Sobriety only road for Collins

New Raiders QB turned his life around five years ago

Since 1999, life in the public eye has meant living in a very transparent confessional for Kerry Collins. By his own choice.

Ask the Oakland Raider quarterback a tough question and you'll get unvarnished truth. He was a party boy. He made mistakes. He underwent counseling.

He's a recovering alcoholic who hasn't taken a drop in five years.

"That did more for me than anything I will ever do in my life," he said Wednesday of going on the wagon. "I needed to learn about myself."

The mandate was clear to him. Stop or ...

"If I don't, I'm not going to be around very long," he said. "And I'm certainly not going to be in the NFL for a very long time ... and who knows what was going to happen after that."

Discussing the mistakes he has made, Collins is open, forthright and seemingly unashamed to leave himself so metaphorically unclothed.

It's not that he enjoys confessions. But he is proud of what he has done to turn his life around.

It is also that he needs it. It's a catharsis, a reaffirmation, a reminder to himself.

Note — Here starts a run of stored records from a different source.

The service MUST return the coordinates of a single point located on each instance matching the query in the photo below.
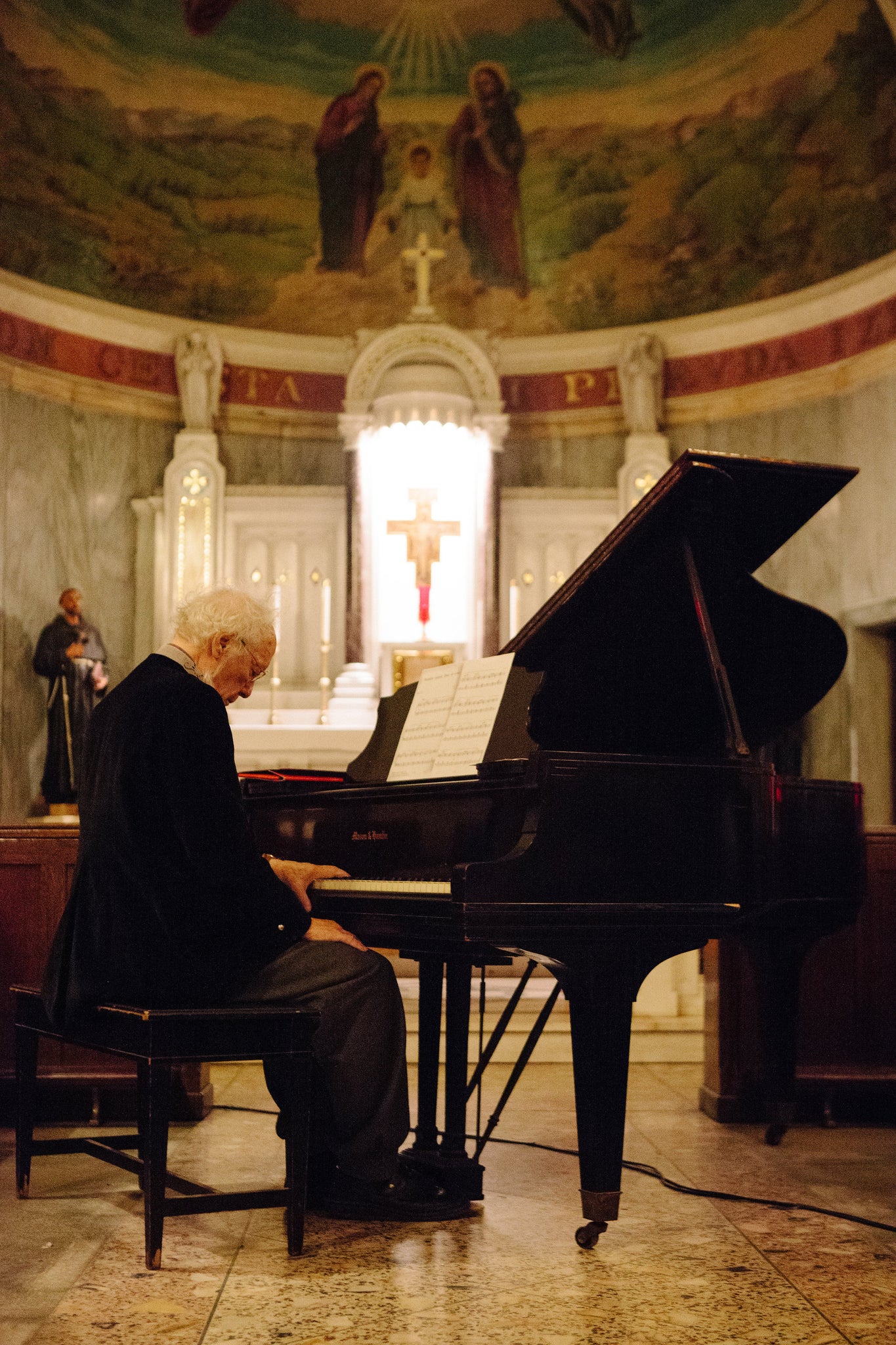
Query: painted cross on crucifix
(423, 536)
(422, 259)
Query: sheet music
(477, 699)
(422, 734)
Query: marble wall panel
(844, 560)
(581, 463)
(272, 460)
(69, 479)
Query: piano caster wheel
(589, 1234)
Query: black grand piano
(626, 810)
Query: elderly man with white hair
(174, 907)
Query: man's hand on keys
(299, 876)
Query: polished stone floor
(675, 1270)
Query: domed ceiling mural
(580, 163)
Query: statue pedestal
(647, 459)
(355, 698)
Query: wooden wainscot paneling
(847, 1047)
(37, 866)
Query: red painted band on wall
(277, 389)
(716, 372)
(125, 366)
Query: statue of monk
(72, 655)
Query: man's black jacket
(171, 903)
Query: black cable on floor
(696, 1191)
(647, 1170)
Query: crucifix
(423, 536)
(422, 259)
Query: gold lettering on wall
(289, 386)
(580, 382)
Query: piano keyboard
(417, 887)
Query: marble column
(641, 382)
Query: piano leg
(599, 1026)
(601, 990)
(427, 1070)
(777, 958)
(457, 1030)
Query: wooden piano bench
(159, 1039)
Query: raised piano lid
(662, 643)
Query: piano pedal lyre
(589, 1234)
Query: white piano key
(419, 888)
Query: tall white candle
(513, 608)
(326, 612)
(276, 604)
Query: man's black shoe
(410, 1197)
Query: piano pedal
(589, 1234)
(459, 1174)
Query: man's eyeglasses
(255, 677)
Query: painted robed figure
(350, 151)
(488, 151)
(72, 655)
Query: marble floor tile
(675, 1270)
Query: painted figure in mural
(199, 362)
(419, 206)
(488, 151)
(72, 655)
(350, 150)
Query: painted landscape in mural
(581, 163)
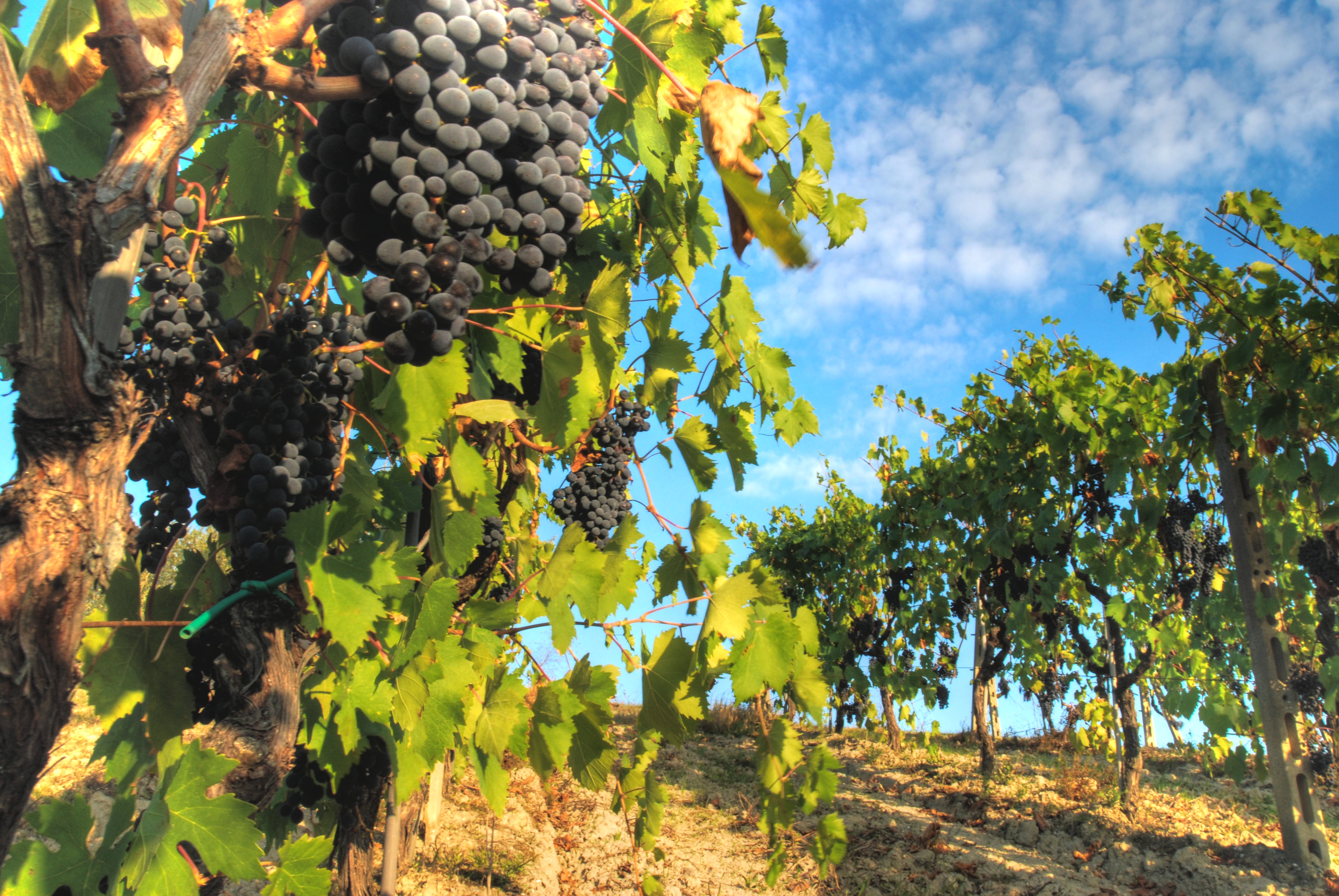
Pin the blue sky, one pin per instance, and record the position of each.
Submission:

And if his story can somehow be of assistance to others, then the fact he can, has and will continue to tell how he confronted his personal demons will have been more than worth the while.

Taken with the fifth pick in the 1995 NFL Draft, Collins was the first player drafted in Carolina Panthers history. He was heralded as the Golden Boy, and when he helped lead the team to a 12-4 record in his second year, falling one game short of the Super Bowl, the description fit.

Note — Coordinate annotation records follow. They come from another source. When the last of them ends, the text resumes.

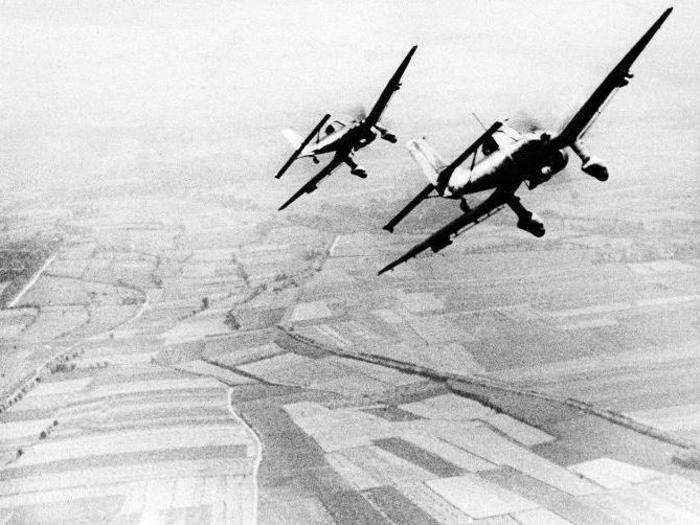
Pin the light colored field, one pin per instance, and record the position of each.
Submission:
(59, 387)
(314, 310)
(478, 498)
(183, 436)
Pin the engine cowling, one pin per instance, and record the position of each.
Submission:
(440, 243)
(554, 164)
(533, 225)
(595, 168)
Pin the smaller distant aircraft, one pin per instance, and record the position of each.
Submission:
(510, 159)
(342, 137)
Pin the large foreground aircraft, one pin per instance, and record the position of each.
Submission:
(343, 137)
(510, 159)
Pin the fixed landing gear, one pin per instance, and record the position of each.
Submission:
(355, 169)
(527, 220)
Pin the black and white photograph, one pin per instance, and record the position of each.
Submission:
(291, 262)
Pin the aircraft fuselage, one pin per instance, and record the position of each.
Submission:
(529, 158)
(350, 138)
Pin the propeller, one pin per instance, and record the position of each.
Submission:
(358, 112)
(524, 122)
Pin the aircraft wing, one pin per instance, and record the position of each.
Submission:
(312, 184)
(617, 78)
(393, 85)
(443, 237)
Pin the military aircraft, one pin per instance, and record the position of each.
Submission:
(343, 137)
(510, 159)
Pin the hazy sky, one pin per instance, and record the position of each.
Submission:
(243, 69)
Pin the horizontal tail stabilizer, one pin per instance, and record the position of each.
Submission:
(293, 138)
(427, 158)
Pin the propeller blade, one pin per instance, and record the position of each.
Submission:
(301, 147)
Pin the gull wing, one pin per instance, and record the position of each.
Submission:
(616, 79)
(301, 146)
(393, 85)
(312, 184)
(443, 237)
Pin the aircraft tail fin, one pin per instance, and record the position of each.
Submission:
(292, 137)
(427, 158)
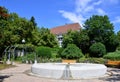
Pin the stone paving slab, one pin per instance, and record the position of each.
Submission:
(17, 74)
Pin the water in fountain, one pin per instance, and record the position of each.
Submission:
(69, 71)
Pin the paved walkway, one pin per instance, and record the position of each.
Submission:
(17, 74)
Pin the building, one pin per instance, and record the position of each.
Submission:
(60, 30)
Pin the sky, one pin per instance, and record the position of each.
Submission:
(52, 13)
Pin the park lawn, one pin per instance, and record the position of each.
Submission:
(5, 66)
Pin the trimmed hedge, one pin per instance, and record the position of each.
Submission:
(97, 50)
(43, 52)
(113, 55)
(71, 52)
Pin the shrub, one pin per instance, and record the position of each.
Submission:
(43, 52)
(97, 50)
(71, 52)
(113, 55)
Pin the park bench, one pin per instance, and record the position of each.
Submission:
(113, 63)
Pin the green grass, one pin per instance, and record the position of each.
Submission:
(5, 66)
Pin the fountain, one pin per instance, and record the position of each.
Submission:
(68, 70)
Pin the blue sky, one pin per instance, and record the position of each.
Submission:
(51, 13)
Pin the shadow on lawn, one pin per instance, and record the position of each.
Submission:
(3, 77)
(115, 77)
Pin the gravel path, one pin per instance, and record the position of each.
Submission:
(18, 74)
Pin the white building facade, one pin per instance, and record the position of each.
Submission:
(60, 30)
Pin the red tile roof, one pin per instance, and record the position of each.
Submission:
(63, 29)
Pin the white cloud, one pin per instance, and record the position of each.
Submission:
(114, 1)
(101, 11)
(117, 20)
(86, 8)
(97, 3)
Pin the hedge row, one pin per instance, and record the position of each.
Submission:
(113, 55)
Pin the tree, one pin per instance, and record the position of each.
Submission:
(100, 29)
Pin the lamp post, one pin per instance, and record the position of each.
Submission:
(23, 41)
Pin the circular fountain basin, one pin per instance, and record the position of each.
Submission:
(69, 71)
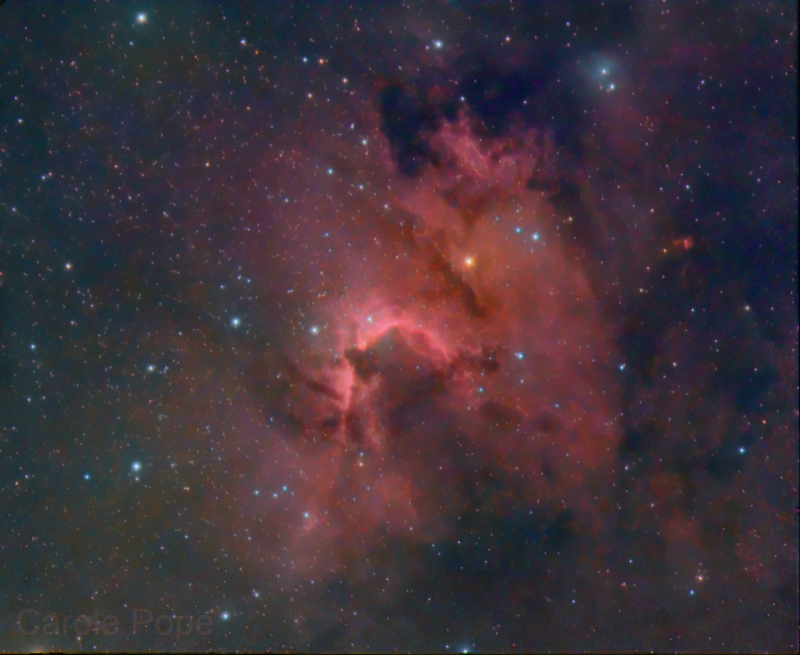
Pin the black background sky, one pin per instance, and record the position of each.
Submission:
(401, 326)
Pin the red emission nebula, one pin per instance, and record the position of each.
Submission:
(462, 359)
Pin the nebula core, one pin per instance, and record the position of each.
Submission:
(425, 327)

But something was festering inside him.

"I had a lot of problems with fame and all the things that come with it," he said. "I'm a pretty private person. That was hard for me. I felt like it was life and death, winning or losing a football game. That can be hard to handle because there are so many highs and lows in this game. If you can't ... have perspective on it, it's going to cause you problems."

To alleviate the pressure, Collins became Mr. Party Hearty. He says he didn't drink every day, but when he did, he couldn't enjoy just one beer.

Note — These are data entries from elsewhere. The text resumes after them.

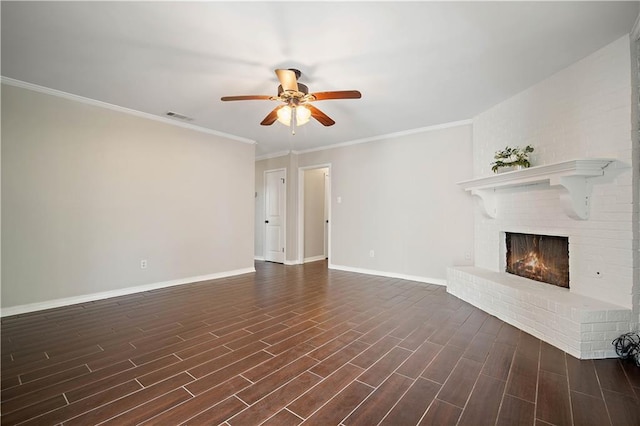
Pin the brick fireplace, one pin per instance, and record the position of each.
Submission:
(582, 187)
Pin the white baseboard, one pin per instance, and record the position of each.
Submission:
(314, 258)
(49, 304)
(426, 280)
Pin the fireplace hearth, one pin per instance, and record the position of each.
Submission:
(543, 258)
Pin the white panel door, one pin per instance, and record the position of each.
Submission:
(275, 198)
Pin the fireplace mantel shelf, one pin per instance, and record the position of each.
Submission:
(575, 176)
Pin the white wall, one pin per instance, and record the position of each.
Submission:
(399, 199)
(88, 192)
(314, 221)
(582, 111)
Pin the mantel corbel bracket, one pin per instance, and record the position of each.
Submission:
(487, 202)
(574, 177)
(576, 198)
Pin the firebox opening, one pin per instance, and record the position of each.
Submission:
(542, 258)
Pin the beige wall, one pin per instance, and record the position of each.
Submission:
(314, 222)
(399, 198)
(89, 192)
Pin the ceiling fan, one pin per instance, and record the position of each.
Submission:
(296, 108)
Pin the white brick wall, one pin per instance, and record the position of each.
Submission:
(579, 325)
(582, 111)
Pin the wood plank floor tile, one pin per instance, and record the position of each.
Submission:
(523, 378)
(340, 406)
(413, 404)
(612, 376)
(582, 377)
(275, 379)
(130, 401)
(283, 418)
(222, 375)
(588, 410)
(379, 371)
(516, 411)
(298, 344)
(552, 359)
(441, 413)
(216, 414)
(275, 401)
(553, 405)
(200, 403)
(380, 402)
(458, 387)
(623, 409)
(442, 366)
(320, 394)
(75, 409)
(337, 360)
(149, 409)
(498, 362)
(419, 360)
(484, 402)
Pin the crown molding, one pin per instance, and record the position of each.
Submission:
(274, 155)
(635, 30)
(58, 93)
(388, 136)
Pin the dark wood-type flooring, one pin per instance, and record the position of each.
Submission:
(298, 345)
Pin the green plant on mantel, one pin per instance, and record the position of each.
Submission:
(510, 157)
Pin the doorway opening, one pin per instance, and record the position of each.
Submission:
(314, 210)
(275, 220)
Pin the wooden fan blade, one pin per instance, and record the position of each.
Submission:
(271, 117)
(246, 98)
(288, 80)
(339, 94)
(323, 118)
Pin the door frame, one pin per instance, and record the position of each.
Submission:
(264, 213)
(327, 196)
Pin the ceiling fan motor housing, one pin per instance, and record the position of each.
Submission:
(302, 89)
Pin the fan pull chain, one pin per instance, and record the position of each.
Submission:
(294, 115)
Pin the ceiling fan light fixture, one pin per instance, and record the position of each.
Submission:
(303, 114)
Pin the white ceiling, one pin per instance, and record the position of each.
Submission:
(417, 64)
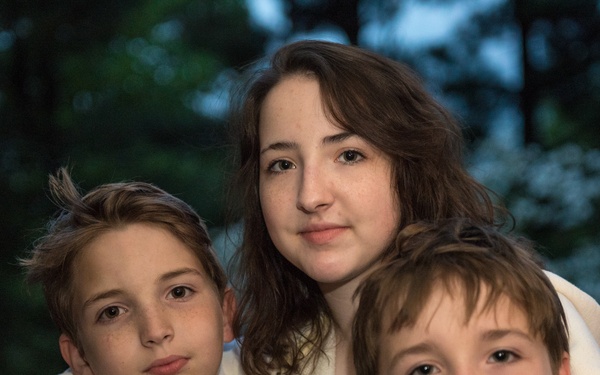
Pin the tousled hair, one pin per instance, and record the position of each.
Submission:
(383, 102)
(81, 219)
(464, 259)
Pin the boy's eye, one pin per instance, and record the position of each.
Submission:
(425, 370)
(180, 292)
(502, 356)
(111, 312)
(350, 156)
(281, 165)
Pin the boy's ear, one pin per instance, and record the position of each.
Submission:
(229, 310)
(73, 357)
(565, 365)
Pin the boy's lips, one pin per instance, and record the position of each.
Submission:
(322, 234)
(167, 366)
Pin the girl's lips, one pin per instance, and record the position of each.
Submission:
(167, 366)
(321, 236)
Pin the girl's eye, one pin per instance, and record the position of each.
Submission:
(180, 292)
(425, 370)
(350, 157)
(281, 165)
(110, 313)
(503, 356)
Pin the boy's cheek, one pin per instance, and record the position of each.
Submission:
(73, 356)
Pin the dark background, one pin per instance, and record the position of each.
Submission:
(137, 90)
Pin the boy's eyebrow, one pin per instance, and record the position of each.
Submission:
(415, 349)
(116, 292)
(178, 272)
(496, 334)
(336, 138)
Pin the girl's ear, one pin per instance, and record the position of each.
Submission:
(565, 365)
(73, 357)
(229, 309)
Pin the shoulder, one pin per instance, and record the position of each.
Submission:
(583, 321)
(230, 364)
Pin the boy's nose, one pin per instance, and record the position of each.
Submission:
(155, 327)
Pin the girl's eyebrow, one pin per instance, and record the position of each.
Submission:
(337, 138)
(279, 146)
(330, 139)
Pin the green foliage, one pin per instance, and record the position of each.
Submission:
(107, 88)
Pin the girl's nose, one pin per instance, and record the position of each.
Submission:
(155, 326)
(314, 193)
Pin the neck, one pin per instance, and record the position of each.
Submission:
(343, 308)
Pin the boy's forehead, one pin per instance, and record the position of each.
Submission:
(455, 300)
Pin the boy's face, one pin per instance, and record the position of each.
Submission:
(145, 306)
(497, 341)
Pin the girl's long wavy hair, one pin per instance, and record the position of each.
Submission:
(282, 313)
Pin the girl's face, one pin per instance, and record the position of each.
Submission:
(326, 194)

"When I drank, I didn't stop," he told reporters at the Super Bowl in January 2001.

Bad old times ensued. His binges resulted in memory loss -- and loss of tact. There was a training camp incident in which he used a racial slur. He says he was just trying to be one of the guys, but he was too drunk to realize it came out as offensive. To this day, that incident involving black teammates in Carolina haunts him more than any other.

"God, that was so far from who I am as a person," he said. "I was trying to be a funny guy, trying to make a joke and I was drunk. It was taken in a way I did not want it taken.

"To my dying day, I would deny that I'm a racist. That was one of the events leading up to my decision to take a look at my alcohol use."

The second came shortly thereafter. He was picked up for a DUI offense and his driver's license was taken away.

In February 1999 he checked into the Menninger Alcohol and Drug Rehabilitation Center in Topeka, Kan. Eight weeks later, he emerged ready to regain control of his life.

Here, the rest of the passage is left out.